In the process of skin aging, expression of MMPs increases, causing more collagen degradation and resulting in aged skin with wrinkle and skin laxity. This study examined the abilities of fermented extract and unfermented extract to improve the TGF-β1content which is well known to promote collagen synthesis through a series of conversion process within the cells.Compared with unfermented extract, fermented extract shows greater potential of growth and cell proliferation listed in Table 5, it is interesting to note that formula B with higher Rg3, sugar and flavonoids content still deliver the high proliferation benefit.

Table 4. Actives content under different fermentation formulas

Figure 1. Hyaluronan-CD44 expression with different extracts

HA plays an important role in CD44-mediated keratinocyte activity and epidermal aging functions, and CD44 can generate HA expression and promote its production.Figure 1 depicted that TCHs-F formulaB has a better promotion of CD44 expression comparing TCHs Ex as well.

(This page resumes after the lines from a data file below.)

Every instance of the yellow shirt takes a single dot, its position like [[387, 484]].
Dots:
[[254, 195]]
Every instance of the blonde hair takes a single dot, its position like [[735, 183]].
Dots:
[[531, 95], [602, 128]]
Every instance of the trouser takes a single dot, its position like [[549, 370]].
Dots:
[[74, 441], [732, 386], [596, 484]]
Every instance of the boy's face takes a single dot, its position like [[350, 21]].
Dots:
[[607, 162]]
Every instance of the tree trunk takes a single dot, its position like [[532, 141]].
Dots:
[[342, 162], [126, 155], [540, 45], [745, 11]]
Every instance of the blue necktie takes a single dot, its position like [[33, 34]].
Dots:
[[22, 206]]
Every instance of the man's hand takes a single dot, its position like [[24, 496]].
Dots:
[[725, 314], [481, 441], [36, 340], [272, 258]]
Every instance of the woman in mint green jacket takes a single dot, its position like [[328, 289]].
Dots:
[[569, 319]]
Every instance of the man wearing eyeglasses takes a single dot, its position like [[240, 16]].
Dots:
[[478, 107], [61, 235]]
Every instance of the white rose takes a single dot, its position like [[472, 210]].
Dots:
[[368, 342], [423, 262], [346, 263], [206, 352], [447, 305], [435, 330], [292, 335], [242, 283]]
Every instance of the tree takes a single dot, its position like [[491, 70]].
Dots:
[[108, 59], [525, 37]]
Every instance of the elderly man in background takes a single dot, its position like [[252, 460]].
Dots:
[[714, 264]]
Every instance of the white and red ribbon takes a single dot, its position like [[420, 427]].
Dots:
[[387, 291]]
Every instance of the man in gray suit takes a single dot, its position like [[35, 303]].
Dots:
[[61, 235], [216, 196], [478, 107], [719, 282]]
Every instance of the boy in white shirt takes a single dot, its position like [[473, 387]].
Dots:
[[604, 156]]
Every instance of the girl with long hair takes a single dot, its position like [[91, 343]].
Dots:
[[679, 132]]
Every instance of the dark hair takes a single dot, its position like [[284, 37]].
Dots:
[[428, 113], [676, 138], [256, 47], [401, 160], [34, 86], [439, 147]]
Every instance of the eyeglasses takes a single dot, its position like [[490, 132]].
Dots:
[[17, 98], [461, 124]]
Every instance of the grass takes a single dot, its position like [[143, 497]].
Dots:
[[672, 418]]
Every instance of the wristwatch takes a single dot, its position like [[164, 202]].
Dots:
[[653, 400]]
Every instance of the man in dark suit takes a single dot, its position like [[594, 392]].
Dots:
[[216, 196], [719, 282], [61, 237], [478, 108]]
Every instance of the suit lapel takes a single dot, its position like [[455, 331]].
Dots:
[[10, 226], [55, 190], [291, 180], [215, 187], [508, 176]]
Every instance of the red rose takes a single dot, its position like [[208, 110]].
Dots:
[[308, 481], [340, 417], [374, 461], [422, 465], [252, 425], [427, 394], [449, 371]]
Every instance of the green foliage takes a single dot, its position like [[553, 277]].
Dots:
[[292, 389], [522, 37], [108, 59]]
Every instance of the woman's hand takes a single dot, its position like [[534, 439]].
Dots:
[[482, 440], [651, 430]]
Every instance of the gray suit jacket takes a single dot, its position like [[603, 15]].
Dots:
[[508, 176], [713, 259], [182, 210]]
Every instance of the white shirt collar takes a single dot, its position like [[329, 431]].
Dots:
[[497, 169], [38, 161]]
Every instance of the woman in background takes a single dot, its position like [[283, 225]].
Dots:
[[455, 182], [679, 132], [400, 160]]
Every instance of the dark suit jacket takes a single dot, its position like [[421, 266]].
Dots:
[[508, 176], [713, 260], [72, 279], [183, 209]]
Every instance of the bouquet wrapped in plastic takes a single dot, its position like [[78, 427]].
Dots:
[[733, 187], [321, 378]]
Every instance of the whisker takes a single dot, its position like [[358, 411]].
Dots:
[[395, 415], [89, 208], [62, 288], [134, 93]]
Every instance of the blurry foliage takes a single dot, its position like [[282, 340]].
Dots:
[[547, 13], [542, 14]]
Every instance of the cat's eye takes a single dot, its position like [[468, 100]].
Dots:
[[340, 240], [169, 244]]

Our results revealed that the presence of Rg3, total sugar,polyphenols and flavonoids led to high antioxidant activity,good tyrosinase inhibition rate, great cell proliferation and CD44 expression activities. Based on these observations, the fermented extracts likely exhibit better skin benefits.

Conclusion

It can be concluded that by using the newly designed enzymolysis and fermentation biotransformation process under optimized conditions, which can transform the water extract to fermented extracts with higher actives level and better skin benefits. Analytical testing results showed that the actives content in fermented TCHs was dramatically increased to 2～4 times higher than unfermented TCHs. Biotransformation process can enhance the release of functional ingredients from the extracts. Moreover, in-vitro tests including DPPH radical scavenging activity, cells proliferation and Hyaluronan-CD44 receptor, have showed significant enhancement of efficacy, inhibition rate on DPPH antioxidation as example achieved over 60% improvement, which makes TCHs application more feasible. It is inferred that this study potentially enables the TCHs to deliver required bio-efficacy in cosmetic application.